How does revealing information affect a discrete distribution?

\begin{align} p_1 = {} & \text{probability that $c_1$ is chosen} \\[8pt] = {} & \text{probability that the three-card} \\ & \text{hand is a member of the set} \\ & \left\{ \begin{array}{lll} c_1c_2c_3, & c_1c_2c_4, & c_1c_2c_5, \\ c_1c_3c_4, & c_1c_3c_5, & c_1c_4c_5 \end{array} \right\} \\[8pt] = {} & \text{the sum of the six probabilities} \\ & \text{of the six hands in this set.} \end{align} Similarly $p_2$ is the sum of six probabilities, as are $p_3,$ $p_4,$ and $p_5.$

That gives us five equations. A sixth equation says the sum of the probabilities of all of the hands is $1.$

But there are ten hands: $$ \left\{ \begin{array}{lll} c_1c_2c_3, & c_1c_2c_4, & c_1c_2c_5, \\ c_1c_3c_4, & c_1c_3c_5, & c_1c_4c_5, \\ c_2c_3c_4, & c_2c_3c_5, & c_2c_4c_5, \\ & c_3c_4c_5 \end{array} \right\} $$ Six linear equations in six unknown quantities is not enough to completely determine them. Thus there are infinitely many probability distributions on the set of ten outcomes that satisfy the constraints that say $p_1,p_2,p_3,p_4,p_5$ are the five specified numbers.
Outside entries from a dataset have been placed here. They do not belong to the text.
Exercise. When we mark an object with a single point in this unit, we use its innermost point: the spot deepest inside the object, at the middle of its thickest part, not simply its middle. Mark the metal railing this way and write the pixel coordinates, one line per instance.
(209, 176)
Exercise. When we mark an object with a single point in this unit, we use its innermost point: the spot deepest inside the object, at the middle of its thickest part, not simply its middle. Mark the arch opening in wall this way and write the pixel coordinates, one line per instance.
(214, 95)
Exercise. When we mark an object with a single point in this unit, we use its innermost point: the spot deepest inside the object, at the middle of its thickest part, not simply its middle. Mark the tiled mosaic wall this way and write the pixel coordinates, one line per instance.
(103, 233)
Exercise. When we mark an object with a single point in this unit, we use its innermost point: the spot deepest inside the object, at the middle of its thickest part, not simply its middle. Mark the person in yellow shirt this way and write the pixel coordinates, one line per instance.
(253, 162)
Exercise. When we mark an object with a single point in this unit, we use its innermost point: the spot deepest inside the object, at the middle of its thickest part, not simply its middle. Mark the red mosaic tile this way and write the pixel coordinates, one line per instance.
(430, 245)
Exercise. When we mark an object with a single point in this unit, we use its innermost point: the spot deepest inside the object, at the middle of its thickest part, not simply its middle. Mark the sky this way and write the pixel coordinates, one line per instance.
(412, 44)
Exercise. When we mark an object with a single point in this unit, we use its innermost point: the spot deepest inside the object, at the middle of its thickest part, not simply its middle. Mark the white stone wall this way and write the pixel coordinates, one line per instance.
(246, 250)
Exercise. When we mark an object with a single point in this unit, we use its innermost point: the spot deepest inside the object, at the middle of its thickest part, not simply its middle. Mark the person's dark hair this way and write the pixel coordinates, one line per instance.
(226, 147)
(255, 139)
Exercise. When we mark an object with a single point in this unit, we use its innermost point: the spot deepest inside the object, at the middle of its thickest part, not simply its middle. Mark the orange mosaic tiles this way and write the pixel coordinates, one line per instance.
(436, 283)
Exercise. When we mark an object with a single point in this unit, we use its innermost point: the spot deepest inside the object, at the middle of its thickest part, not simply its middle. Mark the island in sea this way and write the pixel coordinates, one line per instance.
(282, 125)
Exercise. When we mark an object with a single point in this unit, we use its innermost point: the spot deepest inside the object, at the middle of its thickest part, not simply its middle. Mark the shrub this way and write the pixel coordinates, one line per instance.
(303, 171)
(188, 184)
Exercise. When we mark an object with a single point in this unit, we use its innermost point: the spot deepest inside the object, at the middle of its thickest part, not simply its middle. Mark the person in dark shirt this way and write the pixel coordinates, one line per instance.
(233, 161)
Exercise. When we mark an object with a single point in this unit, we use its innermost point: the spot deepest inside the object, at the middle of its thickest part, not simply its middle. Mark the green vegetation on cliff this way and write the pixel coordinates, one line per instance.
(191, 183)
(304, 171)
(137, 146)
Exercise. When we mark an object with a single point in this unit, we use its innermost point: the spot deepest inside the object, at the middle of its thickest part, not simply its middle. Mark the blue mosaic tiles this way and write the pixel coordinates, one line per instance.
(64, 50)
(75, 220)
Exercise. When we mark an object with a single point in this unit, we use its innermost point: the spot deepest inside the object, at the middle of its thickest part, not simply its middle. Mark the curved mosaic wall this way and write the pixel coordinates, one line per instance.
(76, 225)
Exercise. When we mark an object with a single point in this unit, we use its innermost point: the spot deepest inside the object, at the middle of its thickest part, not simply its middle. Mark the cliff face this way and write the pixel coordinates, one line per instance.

Besides these equations, there is a constraint that says all of the probabilities must be nonnegative. So we get a convex set of solutions with four degrees of freedom.

If we are given that $c_1$ is one of the chosen cards, the probabilities are then adjusted via the usual definition of conditional probability. Maybe I'll add more on this later.